Major Australian bank now tracks customers’ 'carbon footprints'
A new mobile app feature from Australia’s Commonwealth Bank tracks the carbon footprints of its customers based on their transactions. The app then analyzes the customer’s carbon footprint, including how many trees were destroyed by the customer’s behavior. According to the Daily Mail, the customer is notified within the app and is offered the opportunity to pay a fee to offset their harm to the environment.
The technology was developed by CoGo, an environmental tech startup which builds similar products for individuals and businesses for internal use. CoGo currently offers a similar app in which individuals can connect their bank account and learn how many carbon emissions they are guilty of based on their transactions. On its website, CoGo admits that without knowing exactly which items you purchase, it must “assume” your carbon footprint.
“By combining our rich customer data and CoGo's industry-leading capability in measuring carbon outputs, we will be able to provide greater transparency for customers so that they can take actionable steps to reduce their environmental footprint,” CommBank Group executive Angus Sullivan said in a statement.
“Our data capability will provide greater personalisation for customers overtime [sic], including more granular information about their carbon footprint with the option to offset individual transactions.”
As for the fee customers are offered by Commonwealth Bank to pay for changing the weather, it is unclear who is the end recipient of the fee, what it is used for, if any individual or business profits from this fee, or how exactly the fee is used to repair the environment. Neither Commonwealth Bank nor CoGo immediately responded to America’s Frontline News request for answers to these questions.
The app feature is not the first of its kind. America’s Frontline News reported that Dutch bank Robobank already rolled out a mobile application earlier this year called Carbon Insights in which bank customers can track their CO2 impact with each purchase. In August, Rabo Carbon Bank CEO Barbara Baarsma proposed a limit be placed on citizens’ carbon emissions, which would be tracked via their transactions and purchases. People would then be able to sell any unused “carbon credits” to others.
In May, Chinese company Alibaba Group announced at the World Economic Forum (WEF) that it was working on similar technology which would track humans’ activities and gauge how much carbon they were emitting. The WEF’s vision for 2030 is that “polluters will have to pay to emit carbon dioxide. There will be a global price on carbon.”
This carbon tracking technology is a big step towards realizing the WEF's vision, which Dr. Aaron Kheriaty illustrated in a series of tweets.
“Imagine a few years hence you receive the following text on your phone,” he wrote on Twitter.

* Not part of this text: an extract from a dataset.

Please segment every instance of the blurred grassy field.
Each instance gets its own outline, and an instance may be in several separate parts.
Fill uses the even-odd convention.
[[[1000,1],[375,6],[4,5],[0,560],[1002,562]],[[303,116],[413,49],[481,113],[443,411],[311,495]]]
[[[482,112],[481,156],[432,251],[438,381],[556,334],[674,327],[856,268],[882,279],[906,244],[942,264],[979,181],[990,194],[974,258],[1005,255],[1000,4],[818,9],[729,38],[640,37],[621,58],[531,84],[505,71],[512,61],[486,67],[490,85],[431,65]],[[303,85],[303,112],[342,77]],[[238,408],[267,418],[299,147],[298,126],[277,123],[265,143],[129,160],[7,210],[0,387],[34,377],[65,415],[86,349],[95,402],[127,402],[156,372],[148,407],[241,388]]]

“A notification explains that your carbon footprint is 23% above others in your age/race category in your geographic region. It informs you that you have eighteen months to transition to an electric vehicle; otherwise, you will be taxed an additional $0.90 per gallon of gas. While that gas tax is steep, you default to that ‘option’ because you cannot afford an electric vehicle. After another six months, you receive another notification that your individualized carbon footprint tax will double to $1.80 per gallon of gas...which hurts even more but does not change your financial prospects for a new electric car. A year later, an algorithm in the cloud decides that, since you have still not converted to an electric vehicle, you now simply cannot buy gas.”
The medical ethics expert then noted how this has already begun to be deployed during the pandemic, chiefly with the use of vaccine passports.
“The biomedical security state will soon have the infrastructure in place for policies of this kind, including digital IDs and central bank digital currencies,” he concluded. “These will be tied to digital health passport systems already tested and deployed during the pandemic.”